Based on the gravity of the moon (~1.6 m/s^2) and the height of the canon (~5 m)...

[lilpeach]

Ok, so apparently I'm on the moon and I take six pictures of some canon shooting through the sky:

Frame 1
Altitude: 5.0
X-Position: 0.0
Y-Position: 0.0

Frame 2
A: 204.2
X: 60.3645
Y: 100.655

Frame 3
A:401.8
X:120.729
Y:201.31

Frame 4
A: 597.8
X: 181.0935
Y: 301.965

Frame 5
A: 792.2
X: 241.458
Y: 402.62

Frame 6
A: 985.0
X: 301.8225
Y: 503.275

a) Based on the gravity of the moon (~1.6 m/s^2) and the height of the canon (~5 m), you know that t seconds after being fired, the projectile should be at an altitude of approximately A(t) = -0.8t^2 + vt + 5 meters. Find v. (A(1)=204.2)

b) You know from common sense that the projectile's horizontal position, (x,y), should follow a line (i.e. the projectile's "shadow" will, of course, move in a straight line). Find the linear equation describing the horizontal motion of the projectile, x(t)=at+b and y(t) = ct+d.

c) How many seconds after being fired will the projectile land?

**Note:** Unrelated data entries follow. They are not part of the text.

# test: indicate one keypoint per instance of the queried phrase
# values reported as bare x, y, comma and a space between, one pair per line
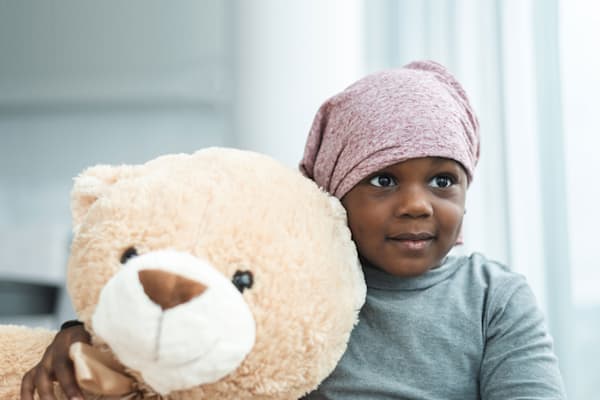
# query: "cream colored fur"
225, 210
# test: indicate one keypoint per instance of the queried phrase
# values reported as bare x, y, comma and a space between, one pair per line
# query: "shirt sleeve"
518, 360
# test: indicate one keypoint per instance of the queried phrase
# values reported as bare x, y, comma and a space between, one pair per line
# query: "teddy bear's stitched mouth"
193, 360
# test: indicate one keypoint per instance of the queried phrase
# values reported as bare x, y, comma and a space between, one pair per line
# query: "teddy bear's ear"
90, 185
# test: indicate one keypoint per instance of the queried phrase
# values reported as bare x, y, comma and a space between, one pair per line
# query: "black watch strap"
70, 323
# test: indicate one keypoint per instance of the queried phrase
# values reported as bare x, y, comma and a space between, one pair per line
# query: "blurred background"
89, 82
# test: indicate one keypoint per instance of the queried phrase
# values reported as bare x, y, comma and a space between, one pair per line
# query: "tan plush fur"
238, 210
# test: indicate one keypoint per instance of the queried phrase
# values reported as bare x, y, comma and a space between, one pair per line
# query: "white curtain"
508, 56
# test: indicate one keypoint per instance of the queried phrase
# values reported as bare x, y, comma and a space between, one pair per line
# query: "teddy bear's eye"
242, 280
130, 252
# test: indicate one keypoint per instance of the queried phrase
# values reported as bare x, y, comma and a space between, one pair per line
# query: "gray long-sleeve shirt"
469, 329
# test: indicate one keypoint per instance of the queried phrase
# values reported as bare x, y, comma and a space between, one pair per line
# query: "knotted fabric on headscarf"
419, 110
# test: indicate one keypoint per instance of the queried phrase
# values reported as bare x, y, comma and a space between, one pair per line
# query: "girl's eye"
382, 181
442, 181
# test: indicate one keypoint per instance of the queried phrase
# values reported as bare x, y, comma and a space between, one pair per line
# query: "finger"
65, 375
27, 386
44, 384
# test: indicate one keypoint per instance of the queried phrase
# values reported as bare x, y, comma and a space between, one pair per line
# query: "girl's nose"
414, 203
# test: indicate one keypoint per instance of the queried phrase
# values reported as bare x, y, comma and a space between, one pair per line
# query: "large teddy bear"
216, 275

d) Where will the projectile land?

DUE TMRW NEED HELP pls

 

[stapel]

Ok, so apparently I'm on the moon and I take six pictures of some canon shooting through the sky:

Is it maybe a "cannon" (a machine which launches a projectile) rather than a "Canon" (a brand of camera)? Is it maybe the object shot off by the cannon which is "shooting through the sky"?

Frame 1
Altitude: 5.0
X-Position: 0.0
Y-Position: 0.0

Frame 2
A: 204.2
X: 60.3645
Y: 100.655

Frame 3
A:401.8
X:120.729
Y:201.31

Frame 4
A: 597.8
X: 181.0935
Y: 301.965

Frame 5
A: 792.2
X: 241.458
Y: 402.62

Frame 6
A: 985.0
X: 301.8225
Y: 503.275

What is the speed of the camera (Canon) taking pictures of the object launched (by the cannon)? What is the frame-rate? This information is necessary in order to determine "time" from "frame".

a) Based on the gravity of the moon (~1.6 m/s^2) and the height of the canon (~5 m), you know that t seconds after being fired, the projectile should be at an altitude of approximately A(t) = -0.8t^2 + vt + 5 meters. Find v. (A(1)=204.2)

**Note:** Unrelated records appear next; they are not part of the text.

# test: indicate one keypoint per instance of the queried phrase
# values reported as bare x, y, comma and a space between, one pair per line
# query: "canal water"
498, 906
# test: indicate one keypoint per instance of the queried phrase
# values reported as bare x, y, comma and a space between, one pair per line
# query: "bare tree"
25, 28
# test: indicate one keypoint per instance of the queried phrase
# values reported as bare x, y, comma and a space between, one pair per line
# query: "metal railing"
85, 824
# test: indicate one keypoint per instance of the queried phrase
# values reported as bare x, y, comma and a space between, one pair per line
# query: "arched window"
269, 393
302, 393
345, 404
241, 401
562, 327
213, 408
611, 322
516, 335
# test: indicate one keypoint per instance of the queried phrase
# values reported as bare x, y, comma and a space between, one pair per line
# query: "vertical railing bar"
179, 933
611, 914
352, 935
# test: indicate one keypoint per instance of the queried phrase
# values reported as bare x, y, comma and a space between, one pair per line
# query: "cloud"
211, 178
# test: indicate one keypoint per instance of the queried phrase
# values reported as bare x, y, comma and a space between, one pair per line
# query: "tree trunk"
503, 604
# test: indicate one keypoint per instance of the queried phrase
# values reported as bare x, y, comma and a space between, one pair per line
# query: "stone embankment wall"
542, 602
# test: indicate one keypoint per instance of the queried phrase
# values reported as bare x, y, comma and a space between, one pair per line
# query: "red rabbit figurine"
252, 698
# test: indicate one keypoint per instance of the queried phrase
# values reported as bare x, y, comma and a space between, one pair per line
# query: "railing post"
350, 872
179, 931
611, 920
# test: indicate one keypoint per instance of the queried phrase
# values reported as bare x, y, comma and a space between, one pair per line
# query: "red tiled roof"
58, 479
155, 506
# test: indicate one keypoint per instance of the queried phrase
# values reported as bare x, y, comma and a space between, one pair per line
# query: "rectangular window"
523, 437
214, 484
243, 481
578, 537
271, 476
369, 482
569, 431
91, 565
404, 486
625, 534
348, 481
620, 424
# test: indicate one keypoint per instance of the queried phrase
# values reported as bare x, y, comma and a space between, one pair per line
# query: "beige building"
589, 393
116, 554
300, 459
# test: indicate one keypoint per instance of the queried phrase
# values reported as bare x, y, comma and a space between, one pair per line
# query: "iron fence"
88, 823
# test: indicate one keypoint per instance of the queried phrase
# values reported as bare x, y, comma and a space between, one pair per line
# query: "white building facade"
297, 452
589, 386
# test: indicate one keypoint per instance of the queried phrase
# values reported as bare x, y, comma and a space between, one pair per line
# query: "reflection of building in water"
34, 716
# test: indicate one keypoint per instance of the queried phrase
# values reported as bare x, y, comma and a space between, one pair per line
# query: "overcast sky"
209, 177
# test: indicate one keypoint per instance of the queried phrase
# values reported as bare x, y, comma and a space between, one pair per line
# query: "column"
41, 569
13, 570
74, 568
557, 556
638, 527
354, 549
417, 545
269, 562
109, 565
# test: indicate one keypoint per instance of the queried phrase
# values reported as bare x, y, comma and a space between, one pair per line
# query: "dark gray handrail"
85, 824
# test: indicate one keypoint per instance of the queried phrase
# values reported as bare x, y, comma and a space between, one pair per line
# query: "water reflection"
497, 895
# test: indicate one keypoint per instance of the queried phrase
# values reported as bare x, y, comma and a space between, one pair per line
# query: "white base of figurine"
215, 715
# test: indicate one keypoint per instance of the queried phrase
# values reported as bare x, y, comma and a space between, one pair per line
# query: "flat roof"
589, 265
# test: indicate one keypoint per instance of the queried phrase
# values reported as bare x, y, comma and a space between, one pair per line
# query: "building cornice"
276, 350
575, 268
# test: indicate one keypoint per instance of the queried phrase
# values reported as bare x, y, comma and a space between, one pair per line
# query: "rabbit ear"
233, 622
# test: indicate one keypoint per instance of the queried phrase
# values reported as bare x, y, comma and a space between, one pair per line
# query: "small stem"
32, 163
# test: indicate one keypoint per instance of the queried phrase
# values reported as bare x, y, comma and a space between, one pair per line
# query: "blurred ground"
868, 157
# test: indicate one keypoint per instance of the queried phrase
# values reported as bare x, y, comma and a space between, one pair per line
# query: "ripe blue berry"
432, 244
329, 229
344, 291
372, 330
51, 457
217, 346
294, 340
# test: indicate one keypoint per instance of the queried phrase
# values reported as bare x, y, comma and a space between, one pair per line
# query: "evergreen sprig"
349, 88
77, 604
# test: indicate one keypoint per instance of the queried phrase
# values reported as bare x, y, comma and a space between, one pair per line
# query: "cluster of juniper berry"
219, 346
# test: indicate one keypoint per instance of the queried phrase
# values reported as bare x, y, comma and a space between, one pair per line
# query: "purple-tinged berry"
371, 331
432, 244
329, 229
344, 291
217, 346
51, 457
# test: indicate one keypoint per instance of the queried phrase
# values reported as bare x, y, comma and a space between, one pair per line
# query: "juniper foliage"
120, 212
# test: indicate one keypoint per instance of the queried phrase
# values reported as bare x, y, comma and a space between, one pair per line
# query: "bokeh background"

From "A(1) = 204.2", I will guess that the camera is taking pictures at the extremely slow rate of one per second, so "Frame n+1" corresponds to "time t = n seconds".

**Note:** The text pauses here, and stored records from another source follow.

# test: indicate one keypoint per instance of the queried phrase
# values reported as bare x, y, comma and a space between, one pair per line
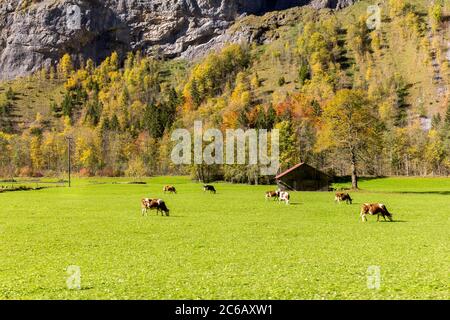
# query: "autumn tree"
349, 123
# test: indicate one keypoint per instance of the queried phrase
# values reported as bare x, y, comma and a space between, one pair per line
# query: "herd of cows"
377, 209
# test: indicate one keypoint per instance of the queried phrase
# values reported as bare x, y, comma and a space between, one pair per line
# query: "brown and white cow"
284, 196
152, 204
272, 194
375, 209
342, 196
170, 189
145, 205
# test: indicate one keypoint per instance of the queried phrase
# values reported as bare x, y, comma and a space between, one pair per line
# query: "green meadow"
232, 245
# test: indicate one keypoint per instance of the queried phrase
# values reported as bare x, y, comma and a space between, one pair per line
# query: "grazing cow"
160, 206
145, 204
170, 189
284, 196
341, 196
209, 188
272, 194
375, 209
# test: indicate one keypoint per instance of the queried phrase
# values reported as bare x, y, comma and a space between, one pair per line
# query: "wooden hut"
303, 177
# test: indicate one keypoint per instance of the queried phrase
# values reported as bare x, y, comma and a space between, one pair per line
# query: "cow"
209, 188
341, 196
160, 206
375, 209
151, 204
284, 196
170, 189
272, 194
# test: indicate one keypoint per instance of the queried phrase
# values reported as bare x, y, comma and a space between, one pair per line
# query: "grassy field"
232, 245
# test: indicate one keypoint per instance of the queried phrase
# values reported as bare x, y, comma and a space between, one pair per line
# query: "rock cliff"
36, 33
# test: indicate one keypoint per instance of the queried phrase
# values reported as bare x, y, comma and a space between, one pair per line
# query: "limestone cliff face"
36, 33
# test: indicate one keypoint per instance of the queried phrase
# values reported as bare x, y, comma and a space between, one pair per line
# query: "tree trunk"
354, 173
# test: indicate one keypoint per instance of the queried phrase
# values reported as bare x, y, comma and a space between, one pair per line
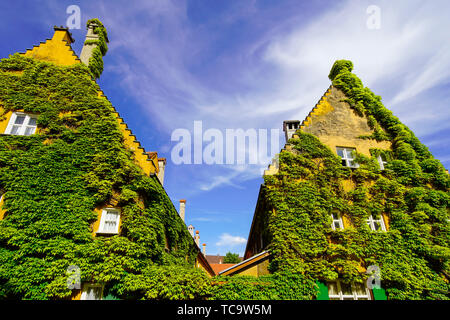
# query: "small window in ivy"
109, 222
348, 157
337, 221
22, 124
382, 161
339, 290
92, 292
376, 224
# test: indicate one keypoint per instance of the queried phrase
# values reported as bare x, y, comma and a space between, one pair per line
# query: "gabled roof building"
355, 202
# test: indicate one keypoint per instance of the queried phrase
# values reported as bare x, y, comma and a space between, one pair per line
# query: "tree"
231, 258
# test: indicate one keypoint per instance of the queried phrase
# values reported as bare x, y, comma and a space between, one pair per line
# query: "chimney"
182, 208
162, 166
92, 41
290, 127
197, 238
191, 230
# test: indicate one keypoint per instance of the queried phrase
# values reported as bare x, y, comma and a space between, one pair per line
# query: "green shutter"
379, 294
323, 291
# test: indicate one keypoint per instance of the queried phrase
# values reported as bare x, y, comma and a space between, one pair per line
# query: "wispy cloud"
279, 72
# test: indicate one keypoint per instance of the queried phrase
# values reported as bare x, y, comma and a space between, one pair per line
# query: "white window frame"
353, 296
381, 162
338, 220
22, 127
87, 286
371, 223
103, 220
347, 156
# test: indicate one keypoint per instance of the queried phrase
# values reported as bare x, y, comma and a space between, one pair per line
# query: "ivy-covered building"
352, 192
81, 199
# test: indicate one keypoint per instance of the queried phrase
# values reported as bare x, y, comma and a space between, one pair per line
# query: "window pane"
346, 289
32, 122
360, 289
29, 130
332, 289
19, 120
15, 129
349, 153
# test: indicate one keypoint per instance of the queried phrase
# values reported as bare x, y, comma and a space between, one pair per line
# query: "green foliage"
413, 192
231, 258
53, 180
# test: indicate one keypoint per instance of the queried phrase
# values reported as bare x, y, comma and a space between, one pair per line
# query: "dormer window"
22, 124
92, 292
339, 290
376, 224
348, 156
109, 222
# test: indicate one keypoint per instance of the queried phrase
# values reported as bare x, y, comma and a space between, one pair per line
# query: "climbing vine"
412, 192
53, 180
96, 60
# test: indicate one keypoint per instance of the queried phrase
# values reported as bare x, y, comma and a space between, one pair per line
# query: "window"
347, 156
376, 224
21, 124
92, 292
347, 291
109, 222
382, 161
337, 221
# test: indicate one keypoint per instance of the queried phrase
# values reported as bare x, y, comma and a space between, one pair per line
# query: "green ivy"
96, 60
53, 181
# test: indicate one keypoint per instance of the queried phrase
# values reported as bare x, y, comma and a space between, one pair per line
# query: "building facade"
83, 210
355, 202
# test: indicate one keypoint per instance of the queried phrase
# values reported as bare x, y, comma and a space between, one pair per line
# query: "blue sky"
249, 64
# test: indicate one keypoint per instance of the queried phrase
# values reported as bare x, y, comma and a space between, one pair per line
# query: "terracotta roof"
218, 267
246, 263
218, 259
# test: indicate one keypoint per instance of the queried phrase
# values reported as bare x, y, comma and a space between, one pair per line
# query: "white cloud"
281, 72
227, 240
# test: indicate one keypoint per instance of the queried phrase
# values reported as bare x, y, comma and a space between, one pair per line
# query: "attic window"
382, 161
347, 156
376, 224
109, 222
92, 292
21, 124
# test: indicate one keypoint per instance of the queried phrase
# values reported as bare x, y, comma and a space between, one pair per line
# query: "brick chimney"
182, 208
88, 48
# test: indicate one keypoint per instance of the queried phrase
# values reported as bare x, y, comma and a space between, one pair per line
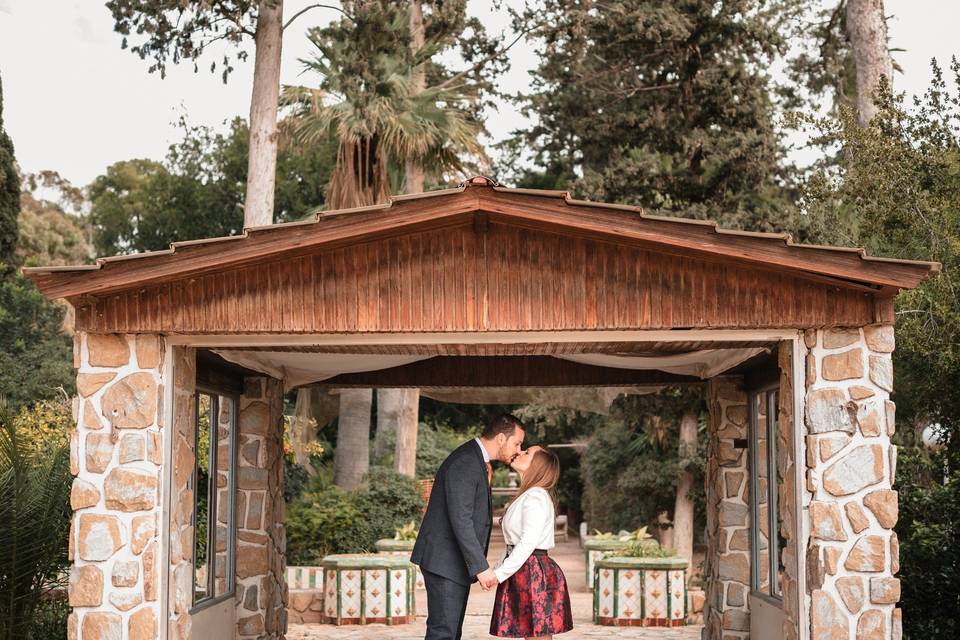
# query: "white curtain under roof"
297, 368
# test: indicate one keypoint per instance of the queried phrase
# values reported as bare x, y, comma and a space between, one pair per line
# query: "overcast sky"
75, 102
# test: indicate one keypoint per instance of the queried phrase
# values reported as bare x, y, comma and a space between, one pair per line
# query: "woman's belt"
536, 552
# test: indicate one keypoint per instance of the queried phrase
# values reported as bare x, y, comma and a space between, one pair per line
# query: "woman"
532, 599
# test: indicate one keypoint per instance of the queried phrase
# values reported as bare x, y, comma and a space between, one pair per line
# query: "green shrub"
327, 519
35, 485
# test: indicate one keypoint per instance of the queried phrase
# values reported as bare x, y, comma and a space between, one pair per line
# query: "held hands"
488, 579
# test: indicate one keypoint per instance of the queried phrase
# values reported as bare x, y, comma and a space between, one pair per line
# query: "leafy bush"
34, 519
326, 519
929, 534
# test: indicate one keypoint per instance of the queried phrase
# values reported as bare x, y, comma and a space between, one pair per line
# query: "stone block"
881, 372
894, 553
883, 504
131, 402
869, 420
867, 554
83, 494
130, 490
107, 350
98, 449
251, 561
861, 393
733, 480
884, 590
860, 468
149, 351
826, 522
255, 419
734, 566
99, 536
143, 529
90, 420
85, 588
843, 366
250, 625
827, 620
101, 625
125, 573
832, 445
837, 338
89, 383
856, 517
142, 624
827, 410
852, 592
125, 599
872, 626
879, 338
831, 559
149, 560
132, 448
736, 620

Since you've been given this information, you can plug the given values into the given formula, and solve for the specified variable. Where are you stuck in this process?

b) You know from common sense that the projectile's horizontal position, (x,y), should follow a line (i.e. the projectile's "shadow" will, of course, move in a straight line). Find the linear equation describing the horizontal motion of the projectile, x(t)=at+b and y(t) = ct+d.

Are you expected to relate the x and y from this part of the exercise to the (t, (A(t)) in the previous part? If so, what methods have they given you for this? How far have you gotten in applying that information?

c) How many seconds after being fired will the projectile land?

Hint: What is the height, above ground level, when the things hits the ground?

d) Where will the projectile land?

At the time found in part (c), what is the horizontal displacement?

When you reply, please include a clear listing of your thoughts and efforts so far. Thank you!